Koustav De, PhD
I grew up in Calcutta, India, a city many associate with the literary giant Rabindranath Tagore, economist Amartya Sen, or Mother Teresa. But I associate it with lively, warm, argumentative people whose passionate debates leave nothing untouched -- from the global financial crisis to the disappearing colonial architecture from the heart of Calcutta.
I believe I carry this spirit of questioning everything, but more in depth than in breadth. Although I had strong interest in economics, I grew up in a family that migrated just a generation back from Bangladesh (then East Pakistan) during the violent partition of 1947. Elders of the family persuaded me to take the "safe" career option of studying engineering at Jadavpur University (JU).
But at JU my interest in economics deepened, along with my interest in politics. Soon I was traveling to villages seeing the pros and cons of microfinance. I documented the puzzle of starving tea garden workers even as the tea export industry boomed, witnessing farmers refusing compensation and fighting forceful land acquisition by their elected government.
Not long after I completed my engineering, I applied to Indian Statistical Institute (ISI) for an M.S. in Quantitative Economics and got invited to Indian School of Business (ISB) to do a short research internship. I researched option pricing, mutual fund efficiencies, and family owned businesses of India. With my research experience and encouragement of my professors I was confident I wanted to pursue a PhD and an academic career. I applied for a PhD and took a job at Deloitte. But for my PhD interview, when I was asked whether I wanted to give up my job and put in blood, sweat, and tears in research, I clearly knew the answer.
The Stephen M. Ross School of Business is among the few schools where the collaboration with departments like economics is strong. Coming from ISI I got in touch with statistics PhD students at Michigan, some of whom worked as research associates at Ross, and heard from them about the broad interdisciplinary scope. I also had friends from my engineering school doing their MBAs and they praised the faulty, infrastructure, the Tozzi Center, in-house gym, etc. I also had the opportunity to get in touch with a finance PhD student who had been at ISB and learned about the flexibility in choice of coursework and the multiple seminars per week where recent work in finance was rigorously discussed. My professors at ISI also had only good things to say about Ross and the faculty. With such diverse and positive feedback Ross was naturally among my top choices and after joining the finance department as a PhD student I only have points to add to the list.
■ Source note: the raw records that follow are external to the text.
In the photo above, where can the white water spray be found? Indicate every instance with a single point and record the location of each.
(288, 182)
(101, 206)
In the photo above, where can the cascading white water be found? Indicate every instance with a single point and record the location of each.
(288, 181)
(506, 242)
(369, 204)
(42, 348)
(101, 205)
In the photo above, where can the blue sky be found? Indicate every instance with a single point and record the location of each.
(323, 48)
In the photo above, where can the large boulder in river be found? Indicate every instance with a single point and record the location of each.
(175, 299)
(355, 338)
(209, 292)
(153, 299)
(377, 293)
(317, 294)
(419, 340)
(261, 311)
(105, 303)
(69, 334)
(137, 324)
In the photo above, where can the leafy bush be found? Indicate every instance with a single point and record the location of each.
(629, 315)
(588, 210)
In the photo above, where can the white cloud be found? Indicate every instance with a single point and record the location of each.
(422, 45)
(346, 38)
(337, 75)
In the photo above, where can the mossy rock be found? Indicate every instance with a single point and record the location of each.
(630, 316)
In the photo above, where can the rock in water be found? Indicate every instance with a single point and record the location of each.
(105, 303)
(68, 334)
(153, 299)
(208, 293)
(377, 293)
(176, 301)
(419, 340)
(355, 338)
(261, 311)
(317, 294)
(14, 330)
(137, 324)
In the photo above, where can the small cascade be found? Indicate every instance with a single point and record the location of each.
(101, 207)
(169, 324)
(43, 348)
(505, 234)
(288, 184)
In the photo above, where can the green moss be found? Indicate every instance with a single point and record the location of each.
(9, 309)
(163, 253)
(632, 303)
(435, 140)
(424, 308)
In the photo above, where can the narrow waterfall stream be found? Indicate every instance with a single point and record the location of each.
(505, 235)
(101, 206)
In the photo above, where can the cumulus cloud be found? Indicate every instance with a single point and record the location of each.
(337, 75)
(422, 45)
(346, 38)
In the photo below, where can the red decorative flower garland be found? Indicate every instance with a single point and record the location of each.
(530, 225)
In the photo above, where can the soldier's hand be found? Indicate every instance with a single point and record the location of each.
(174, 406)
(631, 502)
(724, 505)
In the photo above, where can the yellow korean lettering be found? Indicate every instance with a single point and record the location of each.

Besides independent research and working with professors, I’m taking courses in finance and economics. My focus as of now is asset pricing, specifically consumption-based asset pricing, but my interest is wide. Last summer I worked on a paper on the disposition effect that involved behavioral aspects of individual investors.
My present reading involves recent works on factor models explaining cross-sectional returns. So far it has been a thoroughly enjoyable, intellectually challenging, and stimulating experience. Before I joined the PhD program everyone warned me about the Michigan winter, but having roughed out several snowy trekking routes of the Himalayas I was confident. There is no shame in admitting my overconfidence in regard to Michigan winters. But with numerous and diverse hangout places and large student community Ann Arbor more than makes up for its snowy winters.